Jakarta, CNBC Indonesia - Rupiah membukukan kinerja solid sepanjang 2020, setelah konsisten menguat pada 3 pekan pertama perdagangan sebesar 2,26% terhadap dolar Amerika Serikat (AS) ke Rp 13.630/US$. Sepanjang tahun berjalan (year to date/YTD), rupiah menguat sebesar 1,8%.
Penguatan itu tetap terjadi, meski Presiden Joko Widodo (Jokowi) mengingatkan semua pihak, terutama Bank Indonesia (BI), bahwa penguatan yang terjadi saat ini terlalu cepat dan bisa merugikan eksportir.
Koreksi sepanjang pekan ini hanya terjadi pada Jumat kemarin ketika Mata Uang Garuda melemah lima perak (0,04%) dari Rp 13.625 per dolar AS. Selama sepekan, rupiah terhitung menguat 0,91%, melanjutkan reli yang terbentuk dua pekan sebelumnya, masing-masing sebesar 1,19% dan 0,18%.

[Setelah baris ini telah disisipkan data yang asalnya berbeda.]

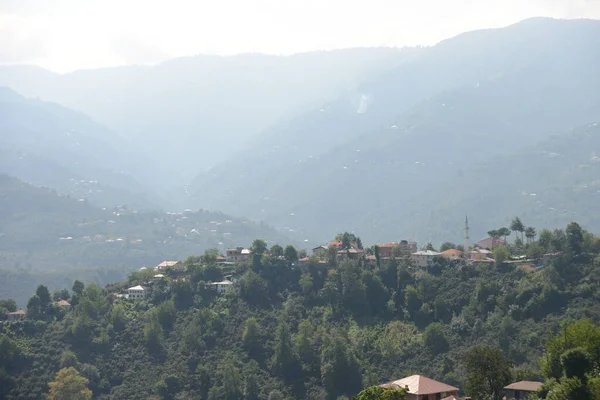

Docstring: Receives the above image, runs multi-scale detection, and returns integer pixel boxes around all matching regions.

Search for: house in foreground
[410,250,440,268]
[504,381,543,400]
[380,375,458,400]
[6,310,27,322]
[377,240,417,259]
[210,280,233,294]
[127,285,150,300]
[225,247,252,262]
[154,261,184,271]
[440,249,463,260]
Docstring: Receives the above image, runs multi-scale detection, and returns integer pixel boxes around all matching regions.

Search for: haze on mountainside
[0,1,600,250]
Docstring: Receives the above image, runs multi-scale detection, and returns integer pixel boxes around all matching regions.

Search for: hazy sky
[0,0,600,71]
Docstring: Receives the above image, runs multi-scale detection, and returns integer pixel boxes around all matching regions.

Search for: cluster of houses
[380,375,542,400]
[117,260,238,300]
[119,233,554,300]
[298,239,501,268]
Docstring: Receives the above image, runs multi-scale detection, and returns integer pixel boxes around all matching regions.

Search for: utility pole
[463,214,469,258]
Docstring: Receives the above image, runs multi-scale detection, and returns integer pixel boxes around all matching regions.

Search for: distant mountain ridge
[0,88,168,209]
[0,48,420,190]
[0,174,286,271]
[189,18,600,242]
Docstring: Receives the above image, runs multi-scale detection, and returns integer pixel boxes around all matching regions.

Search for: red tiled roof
[381,375,458,395]
[338,249,365,254]
[504,381,543,392]
[440,249,462,256]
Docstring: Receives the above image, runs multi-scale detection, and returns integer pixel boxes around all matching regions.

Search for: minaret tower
[463,214,469,255]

Penguatan tersebut terjadi karena pasar patuh pada mekanisme yang berlaku, di mana sentimen positif global akan mendorong selera risiko (risk appetite) investor, dengan membeli aset-aset di negara berkembang yang pada gilirannya mengangkat kurs setempat.
Penandatanganan kesepakatan dagang fase satu, selang sepekan setelah pemerintah menerbitkan global bond, memberikan harapan bahwa eskalasi perang dagang akan menurun dan ekonomi membaik. Ketika ekonomi membaik, investor global meninggalkan aset aman (safe heaven) demi berburu aset dengan return tinggi di negara berkembang seperti SBN.

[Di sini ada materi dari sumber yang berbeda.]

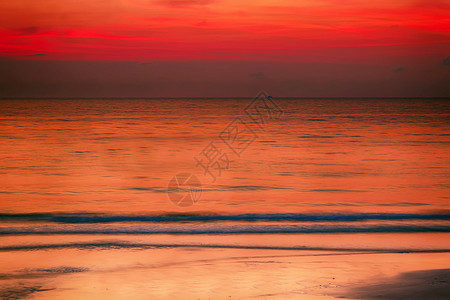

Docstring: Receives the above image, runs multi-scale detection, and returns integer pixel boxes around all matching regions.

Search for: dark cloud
[0,284,53,300]
[0,60,450,98]
[0,266,89,280]
[158,0,215,7]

Pada Rabu (08/02/2020), pemerintah menerbitkan obligasi global dalam mata uang dolar AS senilai US$ 2 miliar dan dalam mata uang euro senilai €1 miliar. Dengan emisi tersebut, aliran dana berdenominasi asing masuk ke sistem keuangan Indonesia, sehingga pasokan valas bertambah sehingga berujung pada penguatan rupiah.

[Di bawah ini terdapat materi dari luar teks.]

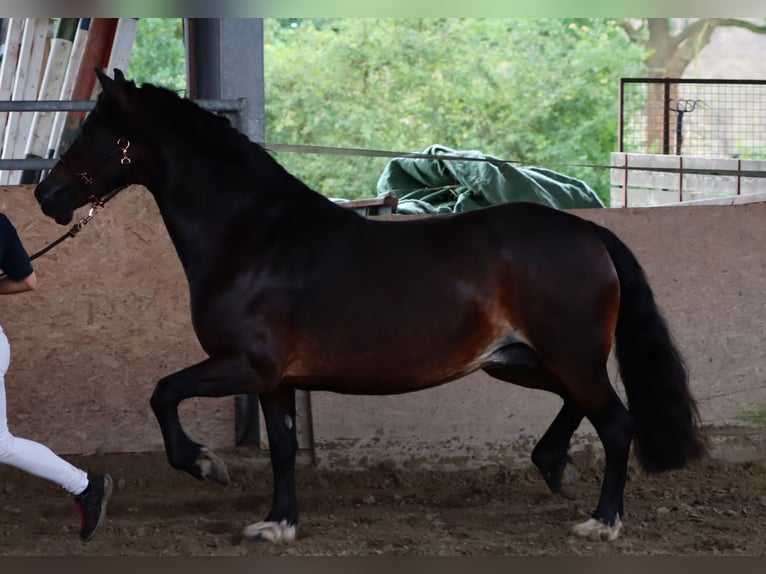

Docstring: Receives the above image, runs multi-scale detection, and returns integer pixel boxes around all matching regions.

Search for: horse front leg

Ditambah kesepakatan dagang AS-China, investor asing kian yakin mengejar obligasi Indonesia.
Masuknya aliran dana ke pasar modal Indonesia terlihat di pasar saham maupun obligasi. Nilai inflow ke bursa saham sepekan ini setara dengan US$ 55,8 juta, sedangkan inflow sepanjang tahun berjalan senilai US$ 342,4 juta.
Di antara bursa utama Asia, inflow sepekan ke Indonesia ini merupakan yang terbesar ketiga, setelah Taiwan (US$ 102,5 juta) dan Korea Selatan (US$ 390,2 juta). Sebaliknya, Thailand mencatatkan outflow yang terburuk di kawasan, dengan nilai US$ 225,6 juta.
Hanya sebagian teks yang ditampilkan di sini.